Pricing varies by commitment and volume.

Strengths

  • GPU breadth — Widest GPU selection among inference platforms (T4 through B200)
  • Truss open-source — No vendor lock-in for model packaging
  • Compliance — SOC 2 Type II and HIPAA set it apart from most competitors
  • Enterprise support — Forward deployed engineers, not just tickets
  • NVIDIA backing — Strategic investor brings hardware access advantages
  • Scale-to-zero — Cost-efficient for bursty workloads
  • Self-hosted option — Deploy in your own VPC for maximum control

Weaknesses / Risks

  • Complexity — More setup required than API-first platforms like Replicate or DeepInfra
  • Not the cheapest — Premium pricing reflects enterprise features
  • Less developer-friendly — Steeper learning curve for simple use cases
  • Competition — Together AI and Fireworks AI competing aggressively on similar turf
  • GPU dependency — No custom silicon differentiation vs Groq/Cerebras

Competitive Landscape

vs. Together AI: Together AI offers a broader platform (pre-training, research) with newer hardware (GB200/GB300). Baseten wins on compliance and GPU breadth.
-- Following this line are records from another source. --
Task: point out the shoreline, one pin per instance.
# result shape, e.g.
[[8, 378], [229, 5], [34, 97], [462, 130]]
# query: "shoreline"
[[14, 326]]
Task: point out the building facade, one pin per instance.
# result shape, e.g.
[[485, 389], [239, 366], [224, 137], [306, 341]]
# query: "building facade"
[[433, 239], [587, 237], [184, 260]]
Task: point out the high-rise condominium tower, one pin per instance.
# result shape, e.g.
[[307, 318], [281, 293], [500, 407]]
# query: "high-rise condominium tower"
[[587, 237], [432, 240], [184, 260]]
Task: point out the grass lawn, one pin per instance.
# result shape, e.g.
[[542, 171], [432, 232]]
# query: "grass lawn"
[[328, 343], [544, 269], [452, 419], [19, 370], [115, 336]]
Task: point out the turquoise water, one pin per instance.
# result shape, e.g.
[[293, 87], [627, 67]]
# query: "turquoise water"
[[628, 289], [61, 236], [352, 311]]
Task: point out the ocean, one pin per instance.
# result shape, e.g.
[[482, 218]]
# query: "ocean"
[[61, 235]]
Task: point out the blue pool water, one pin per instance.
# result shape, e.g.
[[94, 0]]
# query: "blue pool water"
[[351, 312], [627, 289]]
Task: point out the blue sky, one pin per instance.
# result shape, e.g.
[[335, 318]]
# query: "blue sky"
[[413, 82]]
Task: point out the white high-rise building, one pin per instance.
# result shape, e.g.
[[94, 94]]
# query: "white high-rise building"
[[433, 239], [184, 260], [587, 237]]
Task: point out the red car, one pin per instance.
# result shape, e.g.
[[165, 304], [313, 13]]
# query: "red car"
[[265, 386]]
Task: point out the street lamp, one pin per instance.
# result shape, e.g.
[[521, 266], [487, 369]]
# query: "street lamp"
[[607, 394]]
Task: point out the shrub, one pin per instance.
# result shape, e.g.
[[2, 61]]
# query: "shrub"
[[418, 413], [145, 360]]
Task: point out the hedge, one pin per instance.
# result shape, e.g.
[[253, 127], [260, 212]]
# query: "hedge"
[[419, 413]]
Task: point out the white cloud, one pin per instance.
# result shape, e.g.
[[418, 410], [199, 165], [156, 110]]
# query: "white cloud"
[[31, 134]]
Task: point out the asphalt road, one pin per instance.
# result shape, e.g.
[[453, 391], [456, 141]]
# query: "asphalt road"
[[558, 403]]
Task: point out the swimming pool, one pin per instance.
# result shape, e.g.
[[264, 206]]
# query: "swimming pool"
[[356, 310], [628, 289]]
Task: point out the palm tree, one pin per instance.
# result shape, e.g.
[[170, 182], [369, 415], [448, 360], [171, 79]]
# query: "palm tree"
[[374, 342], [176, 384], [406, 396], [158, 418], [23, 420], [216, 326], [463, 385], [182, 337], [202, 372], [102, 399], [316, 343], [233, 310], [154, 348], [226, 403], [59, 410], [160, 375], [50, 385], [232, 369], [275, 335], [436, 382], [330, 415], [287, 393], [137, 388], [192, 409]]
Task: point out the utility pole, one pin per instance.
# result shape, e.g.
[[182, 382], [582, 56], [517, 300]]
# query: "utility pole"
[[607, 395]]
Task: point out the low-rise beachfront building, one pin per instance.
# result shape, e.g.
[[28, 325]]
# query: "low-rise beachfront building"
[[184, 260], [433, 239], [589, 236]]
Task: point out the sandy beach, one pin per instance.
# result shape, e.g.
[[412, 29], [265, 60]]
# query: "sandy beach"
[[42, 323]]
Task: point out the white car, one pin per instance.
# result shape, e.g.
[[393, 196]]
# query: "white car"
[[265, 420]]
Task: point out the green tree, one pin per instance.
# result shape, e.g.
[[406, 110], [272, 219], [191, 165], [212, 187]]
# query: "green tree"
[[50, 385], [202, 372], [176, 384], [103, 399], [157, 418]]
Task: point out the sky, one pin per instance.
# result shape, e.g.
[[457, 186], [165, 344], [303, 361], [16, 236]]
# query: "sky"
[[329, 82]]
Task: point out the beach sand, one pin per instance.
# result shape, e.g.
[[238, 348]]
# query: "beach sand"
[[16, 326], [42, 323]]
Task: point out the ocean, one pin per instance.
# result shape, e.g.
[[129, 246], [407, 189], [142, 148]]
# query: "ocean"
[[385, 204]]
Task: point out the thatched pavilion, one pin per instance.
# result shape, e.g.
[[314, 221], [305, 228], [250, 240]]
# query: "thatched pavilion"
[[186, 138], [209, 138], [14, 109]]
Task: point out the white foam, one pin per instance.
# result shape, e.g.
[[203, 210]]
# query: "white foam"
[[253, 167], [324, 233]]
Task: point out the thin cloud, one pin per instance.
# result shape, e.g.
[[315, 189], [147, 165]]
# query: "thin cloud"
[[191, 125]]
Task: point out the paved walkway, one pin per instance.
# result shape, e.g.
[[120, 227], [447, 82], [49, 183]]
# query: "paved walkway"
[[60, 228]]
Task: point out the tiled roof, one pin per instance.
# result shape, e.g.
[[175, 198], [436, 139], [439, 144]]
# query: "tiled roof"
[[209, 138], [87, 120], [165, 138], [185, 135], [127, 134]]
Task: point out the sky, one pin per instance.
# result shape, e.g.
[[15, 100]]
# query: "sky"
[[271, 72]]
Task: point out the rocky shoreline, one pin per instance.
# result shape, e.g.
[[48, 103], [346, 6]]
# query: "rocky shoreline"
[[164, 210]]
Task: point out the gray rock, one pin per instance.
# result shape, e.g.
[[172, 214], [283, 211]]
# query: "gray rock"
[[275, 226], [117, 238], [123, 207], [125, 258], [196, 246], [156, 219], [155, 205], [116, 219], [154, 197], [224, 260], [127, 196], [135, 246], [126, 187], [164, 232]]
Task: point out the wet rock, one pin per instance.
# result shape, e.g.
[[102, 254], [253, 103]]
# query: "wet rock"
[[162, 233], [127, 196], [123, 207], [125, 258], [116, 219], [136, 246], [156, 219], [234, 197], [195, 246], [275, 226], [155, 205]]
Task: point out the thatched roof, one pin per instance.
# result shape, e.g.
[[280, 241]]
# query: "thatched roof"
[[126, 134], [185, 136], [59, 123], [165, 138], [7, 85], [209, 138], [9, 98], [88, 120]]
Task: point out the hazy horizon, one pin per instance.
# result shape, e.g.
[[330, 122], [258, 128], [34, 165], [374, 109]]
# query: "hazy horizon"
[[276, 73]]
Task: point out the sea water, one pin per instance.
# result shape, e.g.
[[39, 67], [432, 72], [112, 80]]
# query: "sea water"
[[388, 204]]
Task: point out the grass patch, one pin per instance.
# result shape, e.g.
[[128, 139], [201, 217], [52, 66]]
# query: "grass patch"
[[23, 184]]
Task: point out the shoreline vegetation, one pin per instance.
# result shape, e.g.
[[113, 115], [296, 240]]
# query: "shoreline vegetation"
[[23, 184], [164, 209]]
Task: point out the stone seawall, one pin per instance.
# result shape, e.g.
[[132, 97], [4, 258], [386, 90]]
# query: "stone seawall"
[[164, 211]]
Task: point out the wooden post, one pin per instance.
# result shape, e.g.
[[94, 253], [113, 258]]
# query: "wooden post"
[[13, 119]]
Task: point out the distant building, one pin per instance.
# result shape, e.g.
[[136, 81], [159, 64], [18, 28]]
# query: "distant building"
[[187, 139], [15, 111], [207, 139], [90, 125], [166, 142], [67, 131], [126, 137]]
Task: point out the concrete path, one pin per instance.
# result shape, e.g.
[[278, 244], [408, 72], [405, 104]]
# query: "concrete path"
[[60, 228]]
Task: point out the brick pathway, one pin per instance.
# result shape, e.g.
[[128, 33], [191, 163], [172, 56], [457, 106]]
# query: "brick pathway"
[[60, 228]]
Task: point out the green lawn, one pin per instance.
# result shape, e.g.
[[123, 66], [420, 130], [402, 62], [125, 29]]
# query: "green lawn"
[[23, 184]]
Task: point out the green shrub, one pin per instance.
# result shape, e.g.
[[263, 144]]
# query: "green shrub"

vs. Fireworks AI: Fireworks focuses on speed optimization. Baseten offers broader GPU options and stronger compliance posture.

vs. Modal: Modal is more general-purpose (any Python workload). Baseten is purpose-built for model serving with better model-specific tooling.

vs. Replicate: Replicate is simpler but offers less control. Baseten targets teams with custom models and enterprise requirements.

Ideal User

  • Enterprise ML teams deploying custom models with compliance requirements
  • Companies needing broad GPU selection for different model sizes
  • Teams wanting open-source tooling (Truss) without vendor lock-in
  • Organizations requiring HIPAA-compliant AI inference

Bottom Line

Baseten is the enterprise play in AI inference — strong compliance, broad GPU support, and hands-on engineering support. The $5B valuation and NVIDIA backing signal confidence in the custom model deployment market. Best suited for teams that have moved past API wrappers and need production-grade infrastructure for their own models.